Courtesy Reuters

Reflections on Our National Purpose

In his last book, published shortly after his death, Maurice Bowra wrote that "by making the Athenians believe in their city, Pericles made them believe in themselves." Americans today, in spite of their accomplishments and privileges, might envy the Athenians' national and personal self- confidence. It would be wrong to say that Americans do not believe in their country. Fundamentally they do. But for the very reasons that their expectations are so high, their distress is very deep. They want terribly to believe in the rightness of America. Yet, even those who are not overcome with a sense of wrongness yearn for the energetic, optimistic self- confidence which made all things seem possible until a few years ago.

It is not only that many goals seem hard to attain. Conventional goals themselves seem inadequate. "Peace and Prosperity" are the traditional words of political promise. But competitive material advantage, and even physical survival, are not by themselves enough to lift the national spirit. A nation, like a person, needs to believe that it has a mission larger than itself. Sometimes we do not seem to have that any more.

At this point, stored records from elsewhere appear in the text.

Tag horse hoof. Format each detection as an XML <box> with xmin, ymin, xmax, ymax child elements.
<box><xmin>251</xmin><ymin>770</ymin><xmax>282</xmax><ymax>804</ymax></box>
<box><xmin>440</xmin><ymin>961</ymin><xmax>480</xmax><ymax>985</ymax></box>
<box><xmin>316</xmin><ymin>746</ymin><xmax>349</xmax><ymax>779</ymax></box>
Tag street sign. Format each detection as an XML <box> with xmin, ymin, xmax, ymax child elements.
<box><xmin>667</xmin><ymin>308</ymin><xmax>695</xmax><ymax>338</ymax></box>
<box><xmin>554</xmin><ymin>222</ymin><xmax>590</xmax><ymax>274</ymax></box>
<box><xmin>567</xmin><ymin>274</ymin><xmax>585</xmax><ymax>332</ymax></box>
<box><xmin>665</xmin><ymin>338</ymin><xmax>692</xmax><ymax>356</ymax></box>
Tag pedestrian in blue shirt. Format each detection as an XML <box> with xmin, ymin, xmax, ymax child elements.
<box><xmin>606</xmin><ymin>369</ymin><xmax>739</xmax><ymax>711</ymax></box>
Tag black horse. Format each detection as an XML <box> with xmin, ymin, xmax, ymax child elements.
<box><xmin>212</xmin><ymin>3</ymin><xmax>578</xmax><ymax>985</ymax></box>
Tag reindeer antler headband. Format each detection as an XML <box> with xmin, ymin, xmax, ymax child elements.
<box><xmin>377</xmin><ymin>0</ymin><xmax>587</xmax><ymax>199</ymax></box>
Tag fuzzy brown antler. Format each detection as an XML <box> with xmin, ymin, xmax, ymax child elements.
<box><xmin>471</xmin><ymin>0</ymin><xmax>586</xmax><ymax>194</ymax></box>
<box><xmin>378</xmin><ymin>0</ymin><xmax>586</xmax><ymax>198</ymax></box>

At home there is a widespread uneasy feeling that the "open society" is closing. In our relations with other nations and peoples we suffer a national trauma as we reluctantly admit that we can neither escape from, nor control, the rest of the world. We will not regain our self-confident spirit until we believe once more that we do have something special to contribute to the prospect of humanity generally, both because of what we are as a society and because of what we might mean to the hopes of all peoples.

I am optimistic. I think we can put an end to our dither. I am particularly encouraged by the cast of mind of many of the most talented younger Americans. This piece, then, is admittedly an exhortation as well as an analysis.